Algo tuvo que ver también en ese horizonte americano, y en particular mexicano, la acción exterior de los gobiernos españoles durante el quinquenio republicano en paz. A despecho del arraigado tópico según el cual la República, ensimismada en sus conflictos, se desentendió de la política internacional, existieron iniciativas que, en la senda del hispanoamericanismo de orientación liberal y democrática —que había encarnado, entre otros, Rafael Altamira— promovieron una relación constructiva, alejada de la retórica maternalista y católica, con las naciones del Nuevo Continente. El «Plan de expansión cultural en América» que, bajo el patrocinio de la Junta de Relaciones Culturales, elaboró el ministro de Estado Luis de Zulueta y concluyó su sucesor Fernando de los Ríos en julio de 1933, puede ser un ejemplo. También lo son los fructíferos viajes de escritores en ambos sentidos, como la permanencia de Federico García Lorca en Argentina y Uruguay desde octubre de 1933 a marzo de 1934, y las estancias en España de Alejo Carpentier, César Vallejo o Pablo Neruda.
Hubo, además, ciertas mejoras en las relaciones bilaterales, y es significativo que la representación diplomática de España en México fuera elevada al rango de embajada al poco de advenir la República, y que el primer embajador de ésta, Julio Álvarez del Vayo, mediara para que México se incorporara a la Sociedad de Naciones, lo que efectivamente ocurrió en diciembre de 1931. También fue convertida en embajada, en 1933, la legación española en Rio de Janeiro, con lo que, de las trece representaciones diplomáticas que tenían tal categoría en 1936, cinco (Argentina, Cuba y Chile, además de las dos citadas) estaban en Iberoamérica.

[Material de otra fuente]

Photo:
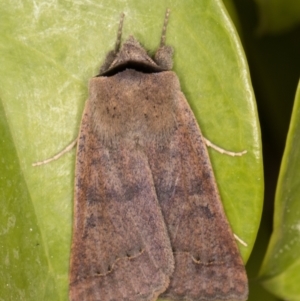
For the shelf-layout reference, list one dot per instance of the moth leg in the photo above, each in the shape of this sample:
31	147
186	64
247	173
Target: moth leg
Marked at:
240	240
57	156
223	151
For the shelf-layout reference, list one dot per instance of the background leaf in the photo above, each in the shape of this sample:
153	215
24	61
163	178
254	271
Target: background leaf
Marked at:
277	16
281	267
49	50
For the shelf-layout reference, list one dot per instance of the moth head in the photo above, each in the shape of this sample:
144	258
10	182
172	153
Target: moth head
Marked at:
133	56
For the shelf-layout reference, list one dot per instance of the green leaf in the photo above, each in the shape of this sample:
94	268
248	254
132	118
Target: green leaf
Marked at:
48	51
277	16
280	271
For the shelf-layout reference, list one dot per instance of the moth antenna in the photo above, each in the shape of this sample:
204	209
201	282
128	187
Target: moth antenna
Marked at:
119	35
163	35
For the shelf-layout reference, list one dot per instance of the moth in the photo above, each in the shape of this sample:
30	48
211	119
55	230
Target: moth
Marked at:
148	218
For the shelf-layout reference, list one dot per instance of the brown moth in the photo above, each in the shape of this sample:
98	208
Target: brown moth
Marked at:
148	219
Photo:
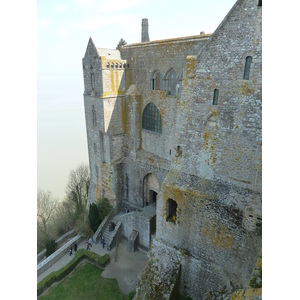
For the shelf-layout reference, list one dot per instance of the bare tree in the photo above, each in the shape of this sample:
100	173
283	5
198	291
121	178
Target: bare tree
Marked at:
78	186
46	206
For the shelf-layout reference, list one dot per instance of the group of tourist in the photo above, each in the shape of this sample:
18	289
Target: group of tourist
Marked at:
71	248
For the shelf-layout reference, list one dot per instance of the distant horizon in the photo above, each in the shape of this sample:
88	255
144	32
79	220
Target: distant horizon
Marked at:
61	134
63	33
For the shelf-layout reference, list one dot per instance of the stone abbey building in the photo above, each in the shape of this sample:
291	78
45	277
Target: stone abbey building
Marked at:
174	134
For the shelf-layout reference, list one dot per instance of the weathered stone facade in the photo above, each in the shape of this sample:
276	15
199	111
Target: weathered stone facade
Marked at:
177	124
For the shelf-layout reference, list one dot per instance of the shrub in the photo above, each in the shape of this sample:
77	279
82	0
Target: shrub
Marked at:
51	247
82	225
94	218
131	295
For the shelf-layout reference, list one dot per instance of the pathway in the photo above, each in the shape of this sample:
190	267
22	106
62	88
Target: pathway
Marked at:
125	267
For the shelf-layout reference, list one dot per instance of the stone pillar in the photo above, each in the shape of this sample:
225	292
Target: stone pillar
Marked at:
145	34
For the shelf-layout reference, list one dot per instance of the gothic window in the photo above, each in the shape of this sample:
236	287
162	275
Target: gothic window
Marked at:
171	211
151	118
171	83
216	96
156	81
247	67
94	115
93	80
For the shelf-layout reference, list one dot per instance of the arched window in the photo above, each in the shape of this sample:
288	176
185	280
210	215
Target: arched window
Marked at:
216	96
94	115
93	80
247	67
151	118
172	80
171	211
156	81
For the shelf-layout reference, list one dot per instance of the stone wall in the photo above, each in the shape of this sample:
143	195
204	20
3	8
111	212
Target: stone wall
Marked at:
216	182
135	221
208	156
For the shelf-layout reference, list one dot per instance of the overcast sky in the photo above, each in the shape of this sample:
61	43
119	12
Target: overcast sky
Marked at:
64	27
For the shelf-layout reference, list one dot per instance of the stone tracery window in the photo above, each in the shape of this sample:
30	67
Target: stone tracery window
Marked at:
151	118
94	115
172	80
171	211
93	80
156	81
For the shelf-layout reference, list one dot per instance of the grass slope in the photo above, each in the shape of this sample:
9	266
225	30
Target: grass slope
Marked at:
85	282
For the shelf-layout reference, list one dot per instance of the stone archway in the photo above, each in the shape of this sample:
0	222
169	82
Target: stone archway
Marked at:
150	189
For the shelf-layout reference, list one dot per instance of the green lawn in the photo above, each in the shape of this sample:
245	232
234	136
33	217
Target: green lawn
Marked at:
85	282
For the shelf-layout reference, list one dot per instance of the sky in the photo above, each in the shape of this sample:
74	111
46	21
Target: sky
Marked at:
63	31
44	38
64	27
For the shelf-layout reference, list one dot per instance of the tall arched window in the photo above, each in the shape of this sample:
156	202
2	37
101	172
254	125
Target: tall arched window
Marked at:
171	211
171	83
216	96
93	80
94	115
151	118
156	81
247	67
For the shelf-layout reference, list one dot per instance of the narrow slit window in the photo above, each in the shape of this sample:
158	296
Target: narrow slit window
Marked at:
94	115
171	211
216	97
93	80
247	67
151	119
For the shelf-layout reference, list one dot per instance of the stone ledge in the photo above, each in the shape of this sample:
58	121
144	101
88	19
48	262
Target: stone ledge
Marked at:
58	254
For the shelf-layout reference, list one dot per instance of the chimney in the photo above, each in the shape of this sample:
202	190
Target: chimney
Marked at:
145	34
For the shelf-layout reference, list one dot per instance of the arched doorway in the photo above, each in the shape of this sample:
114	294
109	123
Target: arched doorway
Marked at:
151	189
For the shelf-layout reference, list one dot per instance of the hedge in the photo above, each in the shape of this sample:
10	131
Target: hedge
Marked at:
81	254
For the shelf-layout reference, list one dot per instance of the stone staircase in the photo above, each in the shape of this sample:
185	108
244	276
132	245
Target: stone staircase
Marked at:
111	236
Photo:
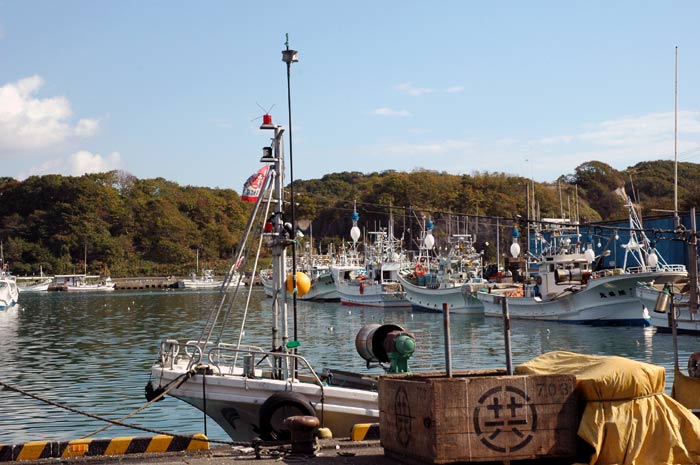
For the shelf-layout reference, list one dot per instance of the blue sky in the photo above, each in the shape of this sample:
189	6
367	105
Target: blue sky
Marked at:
171	88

Pese a la importancia cuantitativa —y, si se quiere, cualitativa— del exilio republicano hacia el otro lado el Atlántico, no conviene olvidar que la mayor receptora de refugiados españoles fue Francia (incluida la Argelia colonial, con un Oranesado vinculado histórica y demográficamente a España, adonde se dirigió la última gran oleada desde los puertos levantinos en marzo de 1939); y que la gran mayoría de quienes cruzaron los Pirineos no emprendió, ni antes ni después de la Segunda Guerra Mundial, la ruta hacia América. El menor relieve sociocultural y político de este nutrido exilio queda quizá ilustrado por el hecho de que ninguna de las ocho diputadas terminara estableciéndose en el país vecino, pese a que todas ellas conocían la lengua francesa y seis vivieron algún tiempo en él tras salir de España. Su orientación mayoritaria hacia México puede ponerse también en relación con que, de los aproximadamente diecinueve mil españoles (no todos exiliados políticos) que llegaron allí entre 1939 y 1949, unos ocho mil eran mujeres: una proporción superior al cuarenta por ciento, poco común en los procesos migratorios.[7]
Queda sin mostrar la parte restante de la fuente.